Максимально тихо, в полном молчании, вторая группа приближалась к виднеющемуся за завалом пятну света. Но как ни старались не выдавать своего присутствия, под рифленой подошвой ботинка одного из бойцов предательски треснула плитка. Хруст эхом разнесся по коридору, и группа замерла.

Послышался металлический щелчок, и утробное рычание.

— Где они? — раздался голос Михаила в шлеме командира. — Я их не вижу.

«В прямой досягаемости», — показал он знаками камере, притаившейся в темном углу.

— Включаю подавление. Напоминаю: брать живыми.

Командир качнул головой и стал знаками раздавать указания бойцам. Одни стали отступать обратно, другие остались и взяли автоматы наизготовку. Группа пригнулась, один за другим, впритирку к стене, они стали красться в направлении завала.

— Ты чего? — округлила глаза колдунья, когда мастер взвел курок.

Гром повел ушами и зарычал.

— Тихо, — приложил палец к губам Иван и обратился в слух.
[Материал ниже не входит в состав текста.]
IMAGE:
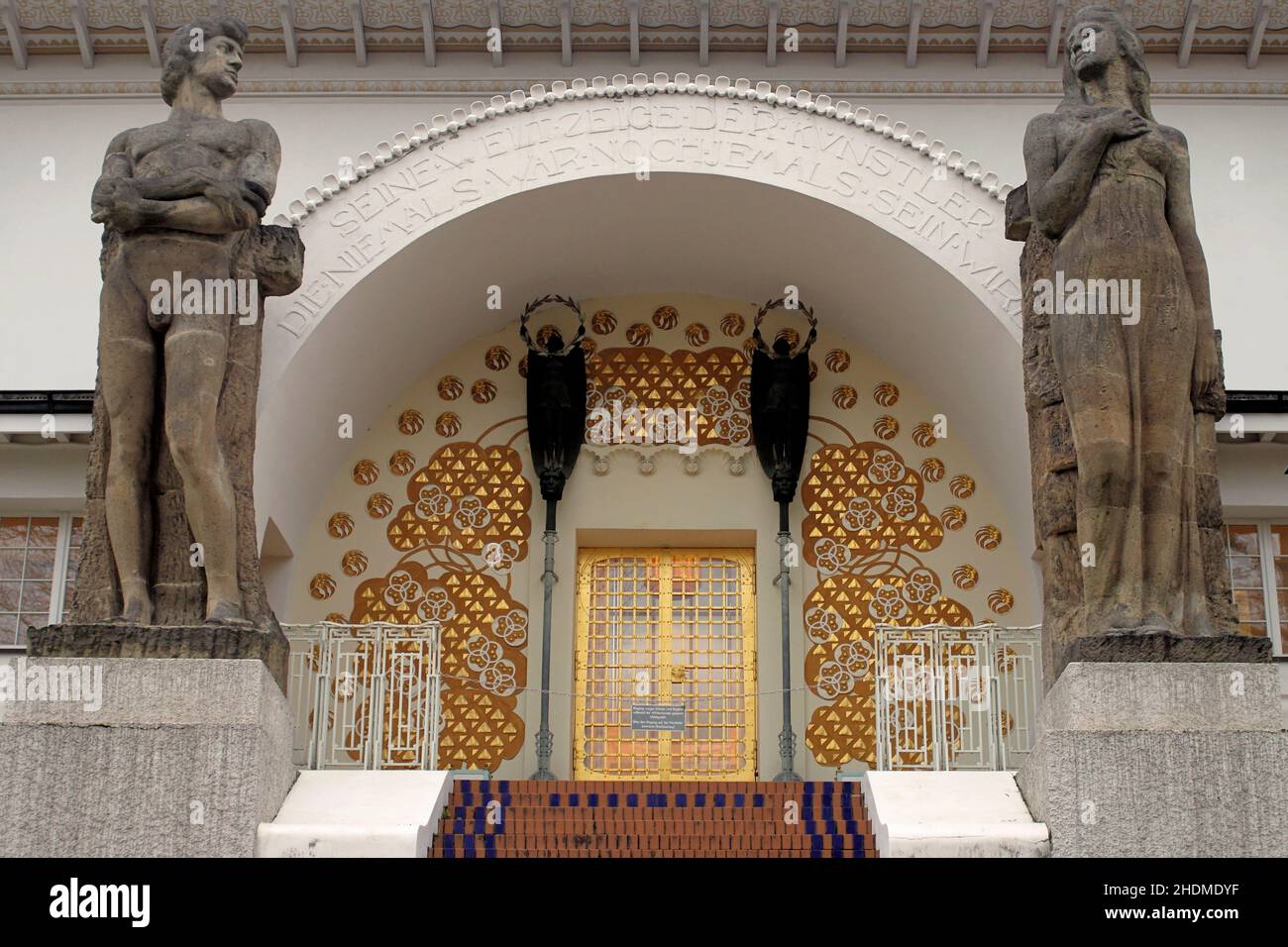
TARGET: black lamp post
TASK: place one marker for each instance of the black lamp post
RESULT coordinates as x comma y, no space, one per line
780,421
557,427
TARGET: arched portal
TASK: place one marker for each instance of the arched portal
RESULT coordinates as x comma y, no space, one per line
726,192
737,200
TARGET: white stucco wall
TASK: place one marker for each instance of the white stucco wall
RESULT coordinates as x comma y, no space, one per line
48,245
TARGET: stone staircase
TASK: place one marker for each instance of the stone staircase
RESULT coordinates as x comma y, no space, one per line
524,818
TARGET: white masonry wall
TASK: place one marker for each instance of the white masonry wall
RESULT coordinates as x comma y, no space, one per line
50,248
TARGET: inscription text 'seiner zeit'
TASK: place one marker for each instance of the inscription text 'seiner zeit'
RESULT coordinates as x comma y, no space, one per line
806,153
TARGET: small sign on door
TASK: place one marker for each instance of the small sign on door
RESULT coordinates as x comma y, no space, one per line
657,716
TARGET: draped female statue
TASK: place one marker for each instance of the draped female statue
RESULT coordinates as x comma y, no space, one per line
1111,185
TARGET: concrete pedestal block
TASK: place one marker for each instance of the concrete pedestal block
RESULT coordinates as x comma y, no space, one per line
183,758
1145,759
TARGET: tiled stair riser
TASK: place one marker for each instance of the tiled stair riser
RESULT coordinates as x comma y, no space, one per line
639,819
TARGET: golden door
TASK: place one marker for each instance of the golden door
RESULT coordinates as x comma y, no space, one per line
665,628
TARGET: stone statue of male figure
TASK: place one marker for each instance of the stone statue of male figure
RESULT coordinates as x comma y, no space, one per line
176,197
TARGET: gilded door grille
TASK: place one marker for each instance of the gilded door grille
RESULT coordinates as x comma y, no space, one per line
666,626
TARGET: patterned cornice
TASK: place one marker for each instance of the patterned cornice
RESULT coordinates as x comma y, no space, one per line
458,88
116,26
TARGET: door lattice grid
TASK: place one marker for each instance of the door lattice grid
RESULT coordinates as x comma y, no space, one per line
666,626
956,697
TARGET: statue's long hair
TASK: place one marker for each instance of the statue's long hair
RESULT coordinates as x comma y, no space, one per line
178,54
1132,51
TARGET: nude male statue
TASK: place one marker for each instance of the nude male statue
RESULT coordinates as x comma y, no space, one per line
176,196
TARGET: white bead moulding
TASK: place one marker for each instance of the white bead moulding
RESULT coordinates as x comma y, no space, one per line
640,84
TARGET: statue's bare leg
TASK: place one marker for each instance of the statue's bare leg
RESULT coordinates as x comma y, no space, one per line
1170,531
1093,360
196,350
128,371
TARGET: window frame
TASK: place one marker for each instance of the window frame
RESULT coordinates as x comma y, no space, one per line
1269,583
62,554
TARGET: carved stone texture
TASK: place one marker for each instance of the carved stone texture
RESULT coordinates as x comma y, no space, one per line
185,265
1128,476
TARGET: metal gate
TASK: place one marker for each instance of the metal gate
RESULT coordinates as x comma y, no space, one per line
365,696
956,697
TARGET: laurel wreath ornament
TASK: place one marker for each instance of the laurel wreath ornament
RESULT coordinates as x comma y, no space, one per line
781,303
541,302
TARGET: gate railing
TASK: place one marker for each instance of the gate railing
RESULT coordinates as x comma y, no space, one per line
956,697
365,696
Полынь поморщилась и обхватила голову руками, а в следующий миг ее скрутило так, что она опустилась на колено и застонала. За ней за головы схватились Настя и Юра. Даже Гром прижал уши и заскулил.

— Что с вами? — тормошил мастер за плечи то подмастерье, то колдунью.

— Ай, ты, что не слышишь? — процедил сквозь зубы Юра. — Писк. Тонкий писк. Голова сейчас лопнет.

— Какой…

Вопрос мастера затерялся в грохоте автоматов. Пули зажужжали над головой. Один за другим стали пустеть стволы шестиствола. Вспышки, атаковавших потонули в облаке пороховой гари и картечи.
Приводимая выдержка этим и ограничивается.